Social Capital Hedosophia is a special purpose acquisition company (SPAC), or a blank check company, that went public in September of 2017, selling 60 mln shares at $10. The security had only two months left until it would have been dissolved without making an investment.
Virgin Galactic is a vertically integrated aerospace company specializing in commercial human spaceflight that intends to offer its customers a "unique, multi-day experience culminating in a personal spaceflight that includes out-of-seat zero gravity and views of Planet Earth from space."
Social Capital Hedosophia will own up to 49% of the company. Chamath Palihapitiya, the outspoken venture capitalist behind the SPAC, will become Chairman of the combined entity while investing an additional $100 mln in the deal. The existing Virgin Galactic management team will remain in place.

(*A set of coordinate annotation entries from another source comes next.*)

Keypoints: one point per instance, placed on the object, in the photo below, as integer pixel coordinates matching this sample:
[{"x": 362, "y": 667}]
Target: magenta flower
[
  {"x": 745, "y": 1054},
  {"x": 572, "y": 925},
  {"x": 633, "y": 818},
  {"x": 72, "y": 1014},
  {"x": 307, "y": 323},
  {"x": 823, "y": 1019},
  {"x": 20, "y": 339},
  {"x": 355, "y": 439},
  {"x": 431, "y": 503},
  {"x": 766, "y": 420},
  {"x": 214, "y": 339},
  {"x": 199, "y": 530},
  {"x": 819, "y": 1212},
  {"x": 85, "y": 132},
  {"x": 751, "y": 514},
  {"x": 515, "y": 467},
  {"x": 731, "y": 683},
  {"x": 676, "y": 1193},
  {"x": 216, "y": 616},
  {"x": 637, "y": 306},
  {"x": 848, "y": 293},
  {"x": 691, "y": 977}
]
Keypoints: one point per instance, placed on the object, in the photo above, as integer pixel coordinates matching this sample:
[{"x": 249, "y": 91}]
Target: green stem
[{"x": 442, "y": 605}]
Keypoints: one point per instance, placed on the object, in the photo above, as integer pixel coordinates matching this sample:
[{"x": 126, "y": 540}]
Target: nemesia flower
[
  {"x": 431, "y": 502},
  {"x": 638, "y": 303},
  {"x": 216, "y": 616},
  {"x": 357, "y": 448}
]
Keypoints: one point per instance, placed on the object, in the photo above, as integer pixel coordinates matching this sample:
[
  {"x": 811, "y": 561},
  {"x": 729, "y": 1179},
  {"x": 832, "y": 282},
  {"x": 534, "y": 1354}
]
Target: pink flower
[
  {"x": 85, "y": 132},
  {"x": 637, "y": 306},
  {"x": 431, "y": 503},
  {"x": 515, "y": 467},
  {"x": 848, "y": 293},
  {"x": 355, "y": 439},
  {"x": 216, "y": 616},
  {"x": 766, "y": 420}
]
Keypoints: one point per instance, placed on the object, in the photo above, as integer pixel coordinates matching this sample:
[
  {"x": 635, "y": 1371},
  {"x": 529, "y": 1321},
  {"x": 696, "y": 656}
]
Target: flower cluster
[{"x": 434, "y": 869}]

The pro forma enterprise value of the merger is $1.5 bln. The release states that the deal represents 2.5x estimated revenue and 5.5x estimated EBITDA for 2023. That means the company is projecting $600 mln in revenue and ~$270 mln in EBITDA in 2023 (with healthy 45% margins). The projection seems somewhat like pie in the sky considering that the company hasn't started commercial operations just yet.
The company expects to fly its first customers within a year and become profitable by 2021. Late last year, Sir Richard Branson said commercial operations could start in 2019.
Virgin Galactic already has customer reservations from more than 600 people in 60 countries representing ~$80 mln in total collected deposits and $120 mln of potential revenue. Virgin Galactic has the lead in sending tourists to space, but Elon Musk's SpaceX and Jeff Bezos' Blue Origin are also pushing the limits with ventures into outer space.
Many had expected Chamath Palihapitiya to invest in a software unicorn -- his sweet spot. He hit it big as an early employee scaling Facebook.
While this is certainly a risky and unconventional venture, Chamath says the risk/reward is compelling and that Virgin Galactic "looks like a software business under the hood."